Lucie Tiffenat, Angélo Frébault, Atonia Teriinohorai et Cyril Le Gayic, les leaders de l'intersyndicale contre la réforme du système des retraites.
Lucie Tiffenat, Angélo Frébault, Atonia Teriinohorai et Cyril Le Gayic, les leaders de l'intersyndicale contre la réforme du système des retraites.
PAPEETE, 30 avril 2018 - Accusés par le Tapura Huiraatira de complot en vue "pourquoi pas" de l’organisation d’émeutes, les leaders de l’intersyndicale contre la réforme des retraites démentent mais confirment soutenir le Tahoera’a Huiraatira pour les Territoriales.

Le second tour des Territoriales aura lieu ce dimanche en Polynésie française. L’enjeu est de taille : définir le visage de l’assemblée territoriale, troisième institution du Pays, pour les cinq ans à venir. Le Tahoera’a Huiraatira s’est illustré par une contre-performance, en se plaçant près de 17 000 voix derrière le Tapura Huiraatira, au premier tour de scrutin dimanche 22 avril, sur l’ensemble de la Polynésie française. Un tel résultat au second tour offrirait une majorité de 36 à 38 élus au parti d’Edouard Fritch, le 6 mai. Et c’est dans ce contexte que le Tapura Huiraatira s’en prend aujourd’hui aux leaders syndicaux, en les accusant de "manipuler les salariés".

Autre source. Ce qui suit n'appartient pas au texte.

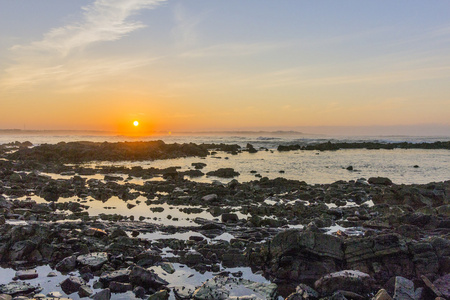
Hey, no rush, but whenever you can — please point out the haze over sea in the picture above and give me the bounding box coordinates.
[2,131,449,185]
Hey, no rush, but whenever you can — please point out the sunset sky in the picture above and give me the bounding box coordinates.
[0,1,449,134]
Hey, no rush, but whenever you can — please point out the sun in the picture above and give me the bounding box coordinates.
[133,120,139,127]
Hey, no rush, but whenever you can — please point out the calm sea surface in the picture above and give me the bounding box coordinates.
[1,133,449,185]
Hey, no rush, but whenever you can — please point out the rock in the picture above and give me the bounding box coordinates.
[60,276,85,295]
[147,290,169,300]
[110,228,128,238]
[184,251,204,265]
[109,281,132,293]
[104,175,123,181]
[15,269,38,280]
[373,289,392,300]
[192,275,277,300]
[78,285,93,298]
[133,286,146,299]
[266,229,345,283]
[421,275,442,298]
[271,229,344,260]
[392,276,417,300]
[9,240,36,261]
[160,262,175,274]
[201,194,218,202]
[129,266,169,290]
[221,213,239,223]
[433,274,450,298]
[206,168,240,178]
[55,255,77,272]
[0,295,11,300]
[136,249,163,267]
[192,162,207,169]
[92,288,111,300]
[47,291,63,297]
[286,283,319,299]
[99,269,131,284]
[314,270,374,296]
[436,205,450,216]
[0,282,39,296]
[368,177,393,185]
[85,228,107,237]
[77,252,108,270]
[247,143,258,153]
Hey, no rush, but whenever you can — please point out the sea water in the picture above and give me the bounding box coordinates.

Dans un communiqué diffusé dimanche après-midi, le parti de la majorité accuse l’intersyndicale contre la réforme des retraites de s’être réunie vendredi "au CESC pour discuter stratégie politique pour le second tour, et pourquoi pas des émeutes voulues par Flosse". Et, en tout état de cause, "faire barrage au Tapura", "mobiliser les salariés (…) et espérer faire revenir le Tahoeraa sur le devant de la scène".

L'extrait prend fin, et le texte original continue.